Through the years, the tradition of the wedding cake has changed from the simple (flour, salt, and water) to the extravagant, beautiful confections we have today (rose-infused, blown-sugar baubles anyone?). It seems there are no limits to our taste for unusual shapes, sizes, flavors, and decorating.
At the Opryland Hotel in Nashville, I met a lovely lady, Sue Davies, who is the hotel’s wedding specialist. She introduced me to Stephen Smith, executive pastry chef, and David Schwab, pastry chef. They shared with me some of their
incredible cakes.
The cake is included in some of the wedding packages. Sue begins the process with the couple showing them pictures of cakes done in the past. If the cake design starts to get intricate and elaborate, Smith is called in to finalize the creation. “The cake is a team effort with the pastry chef and the decorator,” says Smith.
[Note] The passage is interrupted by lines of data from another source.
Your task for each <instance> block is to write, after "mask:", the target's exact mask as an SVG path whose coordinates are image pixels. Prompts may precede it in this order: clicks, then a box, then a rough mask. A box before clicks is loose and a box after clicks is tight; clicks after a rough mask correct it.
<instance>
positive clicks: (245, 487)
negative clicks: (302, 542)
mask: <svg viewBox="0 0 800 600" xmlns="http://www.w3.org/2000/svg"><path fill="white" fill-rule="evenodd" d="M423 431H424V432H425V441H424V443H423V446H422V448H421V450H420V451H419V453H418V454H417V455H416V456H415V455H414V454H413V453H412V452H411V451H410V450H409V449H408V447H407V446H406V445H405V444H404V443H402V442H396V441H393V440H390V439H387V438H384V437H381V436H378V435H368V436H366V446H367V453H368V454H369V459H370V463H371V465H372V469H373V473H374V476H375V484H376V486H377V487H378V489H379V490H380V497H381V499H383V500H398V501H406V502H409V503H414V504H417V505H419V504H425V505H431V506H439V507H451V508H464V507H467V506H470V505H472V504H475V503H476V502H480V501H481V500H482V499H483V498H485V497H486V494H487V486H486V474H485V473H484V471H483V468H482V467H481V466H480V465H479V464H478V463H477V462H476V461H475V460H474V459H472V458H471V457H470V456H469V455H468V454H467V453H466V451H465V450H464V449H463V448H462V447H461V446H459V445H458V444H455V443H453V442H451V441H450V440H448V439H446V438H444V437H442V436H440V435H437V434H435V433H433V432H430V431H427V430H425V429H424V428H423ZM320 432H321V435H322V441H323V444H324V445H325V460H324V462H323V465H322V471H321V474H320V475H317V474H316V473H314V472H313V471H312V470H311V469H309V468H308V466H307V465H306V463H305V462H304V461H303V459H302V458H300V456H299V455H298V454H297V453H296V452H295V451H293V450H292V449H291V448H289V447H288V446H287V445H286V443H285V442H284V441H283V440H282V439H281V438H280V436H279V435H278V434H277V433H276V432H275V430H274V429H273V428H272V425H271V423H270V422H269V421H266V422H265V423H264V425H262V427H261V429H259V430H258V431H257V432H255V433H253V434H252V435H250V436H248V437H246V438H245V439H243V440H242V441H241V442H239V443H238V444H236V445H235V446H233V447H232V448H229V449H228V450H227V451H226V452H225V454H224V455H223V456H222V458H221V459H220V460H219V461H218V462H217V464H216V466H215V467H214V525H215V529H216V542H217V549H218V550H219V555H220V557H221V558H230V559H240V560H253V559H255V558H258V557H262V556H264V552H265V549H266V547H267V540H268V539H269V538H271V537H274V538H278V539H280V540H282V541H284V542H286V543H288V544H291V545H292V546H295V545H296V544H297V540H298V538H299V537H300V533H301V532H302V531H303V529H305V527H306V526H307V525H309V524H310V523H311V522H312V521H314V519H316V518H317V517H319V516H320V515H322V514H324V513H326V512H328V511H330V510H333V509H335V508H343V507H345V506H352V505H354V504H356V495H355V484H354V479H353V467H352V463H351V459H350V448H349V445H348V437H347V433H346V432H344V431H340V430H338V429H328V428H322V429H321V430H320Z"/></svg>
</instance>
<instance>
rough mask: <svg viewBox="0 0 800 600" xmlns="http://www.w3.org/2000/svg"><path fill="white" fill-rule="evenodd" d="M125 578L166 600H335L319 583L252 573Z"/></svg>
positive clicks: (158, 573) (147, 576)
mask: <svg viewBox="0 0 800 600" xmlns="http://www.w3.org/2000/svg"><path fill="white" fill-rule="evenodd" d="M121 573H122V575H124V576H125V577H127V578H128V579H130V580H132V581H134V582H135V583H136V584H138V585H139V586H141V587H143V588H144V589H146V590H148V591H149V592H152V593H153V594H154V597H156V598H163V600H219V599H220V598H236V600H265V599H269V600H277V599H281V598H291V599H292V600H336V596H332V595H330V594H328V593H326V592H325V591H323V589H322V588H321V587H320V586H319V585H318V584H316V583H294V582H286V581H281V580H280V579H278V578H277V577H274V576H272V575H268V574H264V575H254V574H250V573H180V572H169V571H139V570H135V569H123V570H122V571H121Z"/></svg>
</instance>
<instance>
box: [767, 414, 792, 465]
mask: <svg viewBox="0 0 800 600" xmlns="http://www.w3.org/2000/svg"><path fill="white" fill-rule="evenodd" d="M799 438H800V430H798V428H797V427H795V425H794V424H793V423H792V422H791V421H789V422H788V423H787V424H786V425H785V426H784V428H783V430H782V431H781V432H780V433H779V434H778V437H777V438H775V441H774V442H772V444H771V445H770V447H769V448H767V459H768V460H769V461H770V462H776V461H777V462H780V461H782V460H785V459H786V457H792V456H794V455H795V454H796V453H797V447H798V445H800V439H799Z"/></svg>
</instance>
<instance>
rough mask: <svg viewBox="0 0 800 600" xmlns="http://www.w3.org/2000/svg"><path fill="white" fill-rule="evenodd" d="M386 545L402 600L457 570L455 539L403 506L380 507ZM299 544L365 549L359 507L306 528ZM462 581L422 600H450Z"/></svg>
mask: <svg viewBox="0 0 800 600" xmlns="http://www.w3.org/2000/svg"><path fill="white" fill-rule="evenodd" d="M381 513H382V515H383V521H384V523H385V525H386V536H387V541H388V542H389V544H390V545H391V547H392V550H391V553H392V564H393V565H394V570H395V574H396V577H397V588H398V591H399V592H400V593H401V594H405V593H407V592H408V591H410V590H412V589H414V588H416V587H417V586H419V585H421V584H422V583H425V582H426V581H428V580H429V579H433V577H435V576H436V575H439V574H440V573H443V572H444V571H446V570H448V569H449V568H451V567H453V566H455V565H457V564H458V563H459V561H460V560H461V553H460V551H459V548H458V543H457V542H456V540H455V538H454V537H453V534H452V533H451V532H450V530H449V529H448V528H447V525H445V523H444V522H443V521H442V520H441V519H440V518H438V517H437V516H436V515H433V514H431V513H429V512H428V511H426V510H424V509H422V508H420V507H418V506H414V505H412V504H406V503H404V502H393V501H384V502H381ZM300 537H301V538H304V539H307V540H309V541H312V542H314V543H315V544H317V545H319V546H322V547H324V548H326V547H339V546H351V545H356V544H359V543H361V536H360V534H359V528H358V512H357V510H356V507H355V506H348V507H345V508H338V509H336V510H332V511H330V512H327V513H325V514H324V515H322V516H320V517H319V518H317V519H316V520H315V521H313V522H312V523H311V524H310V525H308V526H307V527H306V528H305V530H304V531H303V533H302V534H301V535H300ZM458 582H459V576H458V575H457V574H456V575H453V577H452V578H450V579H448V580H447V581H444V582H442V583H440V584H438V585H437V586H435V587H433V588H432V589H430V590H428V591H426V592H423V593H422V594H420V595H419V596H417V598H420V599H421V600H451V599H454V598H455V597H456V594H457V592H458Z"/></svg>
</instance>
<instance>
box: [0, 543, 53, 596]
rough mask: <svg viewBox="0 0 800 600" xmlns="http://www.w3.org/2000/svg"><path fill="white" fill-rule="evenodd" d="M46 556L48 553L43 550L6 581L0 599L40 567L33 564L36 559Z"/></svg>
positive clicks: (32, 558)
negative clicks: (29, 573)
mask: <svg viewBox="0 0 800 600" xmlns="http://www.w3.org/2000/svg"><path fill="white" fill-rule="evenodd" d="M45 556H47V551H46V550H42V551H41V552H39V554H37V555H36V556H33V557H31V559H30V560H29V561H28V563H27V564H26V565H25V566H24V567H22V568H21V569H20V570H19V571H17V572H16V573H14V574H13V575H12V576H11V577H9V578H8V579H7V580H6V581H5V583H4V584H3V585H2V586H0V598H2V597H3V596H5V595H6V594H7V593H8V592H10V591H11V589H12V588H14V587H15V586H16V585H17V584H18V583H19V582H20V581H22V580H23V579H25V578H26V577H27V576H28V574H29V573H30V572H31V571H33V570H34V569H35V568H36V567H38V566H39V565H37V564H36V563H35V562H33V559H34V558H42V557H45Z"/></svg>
If the cake is not included in the package, it is sold by the person—not by the piece. They ensure the cake will always be sufficient for the number of people.
Smith says “a trend in wedding cakes is that the groom’s cake is displayed with the main cake to make a grand presentation.”
Opryland Hotel has a tasting every two months called the “Showcase,” featuring a display of six different cakes. In addition to tasting cakes, a vendor from each category is invited to participate. This is a nice service for the client saving them time and frustration. The hotel also offers the usual Viennese table, and a chocolate fountain elaborately decorated with a pineapple fruit tree and variety of candies.
The team will do whatever it takes to satisfy the customer. Their goal is to live up to the theme of their new package: “unforgettable.”